Next week I’ll be posting an article about a very personal Christmas experience in my past. Our series on James will be on temporary hold until after Christmas.
Last time we talked about being a hearer and doer of the word. We cannot stop at knowing what God’s word says; we must also follow through with those lessons allowing God’s word to change us. If you remember we also focused on listening more, talking less and controlling our anger.
Within any group or organization there are always those who are committed and then there are the pretenders. When we talk about Christian pretenders there is a very ugly word used to describe them, we call them hypocrites. Tonight that is our topic. This isn’t a pleasant topic but God inspired James to cover it so we are going to cover it.
Hypocrite – v.26
We know there are those who say they are a Christian but the life they live does not back up their claim. In verse 26 we are given the specific example of evil speaking. Salvation produces a systematic restructuring of our character so that our personality lines up with God’s word. If a person’s life is all claim and no change then that claim is in vain.
Most of us will have some knowledge of courtroom proceedings: you are the defendant, in front of you sits the judge, to your left is the prosecution and the crime you are accused of is being a Christian. In such a setting would there be enough evidence against you for a conviction?
Hypocrites Only Deceive Themselves
In the middle of verse 26 is says that a hypocrite deceives his own heart. Jesus, in Matthew 7, talked about many who would claim the right to enter heaven by certain works but the answer will be “depart from me, I never knew you.” Hypocrites do in fact deceive themselves but that’s about the only ones. It isn’t too hard to spot a fake; if you hang around someone for a while you learn who they really are. We cannot bluff our way into heaven.
Hypocrites do a Lot of Religious Things
At the beginning and end of verse 26 James refers to religious actions. Sure pretenders will do some good deeds, they have to in order to continue the ruse.
Hypocrites Hurt the Ones they Love
It is clearly understood that a hypocrite hurts themselves but all too often they hurt the ones they love as well. In the middle of verse 26 it talks about the evil speaking common with a hypocrite: this is going to affect all involved. Think about the family of this person: how about the mother and father, how do they feel? What kind of trouble will a hypocrite cause their family? Well, we have an example in scripture. In Joshua’s day there was a man called Achan who was a pretender that caused Israel to sin before God. When he was found out He, his family and even his flocks and possessions were destroyed and afterwards burned.
You might think, wow, that is pretty severe. What that should teach us is how detestable a hypocrite is in God’s eyes.
Hypocrites Hurt the Cause of Christ
When a person says they are a Christian their life is observed. Christians are supposed to be a good influence to those around them.

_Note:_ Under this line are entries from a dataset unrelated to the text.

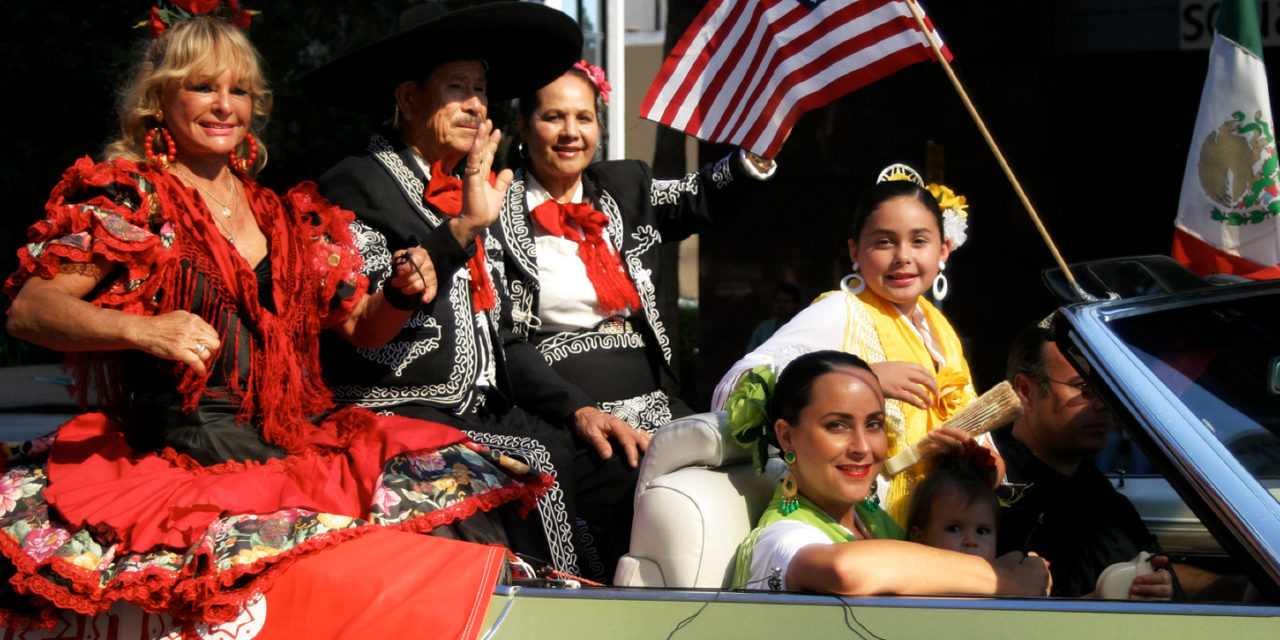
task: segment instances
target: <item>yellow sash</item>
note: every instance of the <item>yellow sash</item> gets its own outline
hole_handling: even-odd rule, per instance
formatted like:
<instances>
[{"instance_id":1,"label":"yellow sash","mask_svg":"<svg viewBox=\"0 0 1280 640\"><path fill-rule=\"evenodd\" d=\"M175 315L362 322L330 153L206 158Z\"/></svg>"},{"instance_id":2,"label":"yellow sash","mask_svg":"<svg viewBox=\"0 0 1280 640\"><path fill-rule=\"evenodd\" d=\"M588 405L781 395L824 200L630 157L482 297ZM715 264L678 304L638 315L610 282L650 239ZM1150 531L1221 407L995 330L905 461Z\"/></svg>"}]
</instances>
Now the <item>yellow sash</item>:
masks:
<instances>
[{"instance_id":1,"label":"yellow sash","mask_svg":"<svg viewBox=\"0 0 1280 640\"><path fill-rule=\"evenodd\" d=\"M834 293L834 292L833 292ZM908 320L893 303L864 290L858 295L844 294L849 309L843 350L853 353L867 362L914 362L935 371L924 342ZM859 304L861 303L861 304ZM938 400L928 410L900 400L886 399L885 413L889 417L889 456L923 438L938 428L961 407L973 402L977 394L973 390L973 377L969 363L964 359L964 349L955 329L946 316L923 297L917 303L925 320L942 348L946 360L941 370L936 370ZM868 331L874 327L874 331ZM893 477L886 493L885 509L899 525L906 526L907 507L911 490L923 479L924 473L917 465Z\"/></svg>"}]
</instances>

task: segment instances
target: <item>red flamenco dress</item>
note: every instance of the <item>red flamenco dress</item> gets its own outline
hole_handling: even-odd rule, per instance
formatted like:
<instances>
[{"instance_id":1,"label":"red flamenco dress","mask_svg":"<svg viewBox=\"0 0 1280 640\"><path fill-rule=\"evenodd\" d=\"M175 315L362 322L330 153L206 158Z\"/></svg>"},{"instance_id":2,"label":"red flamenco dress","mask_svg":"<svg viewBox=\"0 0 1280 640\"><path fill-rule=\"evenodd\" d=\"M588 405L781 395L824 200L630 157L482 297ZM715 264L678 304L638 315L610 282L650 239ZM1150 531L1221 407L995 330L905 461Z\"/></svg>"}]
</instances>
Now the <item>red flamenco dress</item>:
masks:
<instances>
[{"instance_id":1,"label":"red flamenco dress","mask_svg":"<svg viewBox=\"0 0 1280 640\"><path fill-rule=\"evenodd\" d=\"M3 451L0 552L10 598L33 607L0 611L0 626L117 602L226 621L312 552L386 528L457 526L505 503L525 512L549 485L456 429L335 411L317 334L365 291L352 216L310 183L283 197L250 180L245 190L271 248L256 266L194 190L126 160L82 158L31 227L7 295L101 256L119 267L93 304L188 311L222 347L203 376L141 352L73 354L81 393L92 380L103 412Z\"/></svg>"}]
</instances>

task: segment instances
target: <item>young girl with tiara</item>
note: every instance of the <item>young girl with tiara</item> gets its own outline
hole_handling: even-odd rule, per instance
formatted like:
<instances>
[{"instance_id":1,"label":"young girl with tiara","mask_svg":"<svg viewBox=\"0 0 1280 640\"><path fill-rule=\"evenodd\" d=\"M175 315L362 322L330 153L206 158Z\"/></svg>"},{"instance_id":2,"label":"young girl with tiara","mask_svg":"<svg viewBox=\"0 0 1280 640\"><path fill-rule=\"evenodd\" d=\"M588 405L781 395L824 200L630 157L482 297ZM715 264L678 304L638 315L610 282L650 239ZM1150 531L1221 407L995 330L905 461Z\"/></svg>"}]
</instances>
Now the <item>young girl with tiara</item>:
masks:
<instances>
[{"instance_id":1,"label":"young girl with tiara","mask_svg":"<svg viewBox=\"0 0 1280 640\"><path fill-rule=\"evenodd\" d=\"M839 291L823 294L768 341L739 360L717 385L712 408L747 401L732 396L739 380L757 367L780 371L796 357L833 349L871 363L886 397L889 455L928 436L961 446L968 436L939 426L977 396L960 339L924 296L947 294L944 275L951 251L965 240L965 202L941 185L924 186L906 165L891 165L853 212L849 258L853 273ZM979 443L988 446L982 436ZM1003 461L996 456L999 475ZM881 477L877 493L899 524L908 498L923 478L921 465Z\"/></svg>"}]
</instances>

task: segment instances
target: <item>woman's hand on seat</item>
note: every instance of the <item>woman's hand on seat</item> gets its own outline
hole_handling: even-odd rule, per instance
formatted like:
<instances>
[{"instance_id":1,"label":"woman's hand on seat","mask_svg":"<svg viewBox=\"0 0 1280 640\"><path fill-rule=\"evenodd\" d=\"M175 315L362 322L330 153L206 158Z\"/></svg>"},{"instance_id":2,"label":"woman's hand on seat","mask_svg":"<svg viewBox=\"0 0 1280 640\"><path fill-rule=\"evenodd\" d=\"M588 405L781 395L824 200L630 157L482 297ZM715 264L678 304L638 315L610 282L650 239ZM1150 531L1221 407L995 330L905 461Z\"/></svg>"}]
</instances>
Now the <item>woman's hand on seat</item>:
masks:
<instances>
[{"instance_id":1,"label":"woman's hand on seat","mask_svg":"<svg viewBox=\"0 0 1280 640\"><path fill-rule=\"evenodd\" d=\"M880 379L886 398L928 409L938 395L938 381L933 372L914 362L874 362L871 371Z\"/></svg>"},{"instance_id":2,"label":"woman's hand on seat","mask_svg":"<svg viewBox=\"0 0 1280 640\"><path fill-rule=\"evenodd\" d=\"M595 407L583 407L573 412L573 430L596 448L600 457L608 460L613 456L613 445L609 438L618 441L627 455L627 463L639 466L640 453L649 448L652 436L638 431L617 416L605 413Z\"/></svg>"}]
</instances>

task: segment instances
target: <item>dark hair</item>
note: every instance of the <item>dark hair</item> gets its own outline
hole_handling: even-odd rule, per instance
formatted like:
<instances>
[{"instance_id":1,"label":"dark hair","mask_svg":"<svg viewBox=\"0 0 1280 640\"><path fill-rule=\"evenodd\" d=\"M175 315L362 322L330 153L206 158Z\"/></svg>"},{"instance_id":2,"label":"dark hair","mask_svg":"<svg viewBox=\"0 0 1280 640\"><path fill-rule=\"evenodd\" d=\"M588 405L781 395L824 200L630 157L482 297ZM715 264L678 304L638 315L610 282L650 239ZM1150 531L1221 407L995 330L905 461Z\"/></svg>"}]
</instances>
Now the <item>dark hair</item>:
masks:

Unfortunately a hypocrite will be a destructive influence. This gives the unsaved a reason to cast doubt on the worth of being a Christian. You might think there are many examples of good Christians that do give Christianity a good name, why do the unsaved use hypocrites as an excuse to reject God? I will try to answer that as best I can.
The bible tells us we are all born into sin. In this state, whether or not we want to accept it, Satan rules our thoughts. Our desires are not to do the right thing but rather our nature is to do the wrong thing. Satan, as he always does, gives excuses why the unsaved should not accept Jesus. When God deals with our heart we are exposed to the truth. The mind God created in us understands that what we are hearing is the truth. Here is where Satan comes in, he argues against the truth with any lie we will accept. When we are exposed to a hypocrite Satan will say something like “See there, Christianity is not real. You are just as good a person as they are.”
Let me offer an observation, no one likes a hypocrite. Why then would an unsaved person reject Jesus because of a hypocrite and spend an eternity in hell? That doesn’t make any sense; that is where the hypocrites are going. Why would we let a fake decide where we will spend an eternity?
The whole lesson, until now, has been dedicated to a lifestyle of deception. James, in verse 27, will now contrast that with the gold standard. What should we expect from a real Christian? To have compassion for the less fortunate, to also be concerned about our own character, how we act, where we go, what we say, what we do, what we don’t do and even what we allow ourselves to think about. Is your Christianity fact or fiction?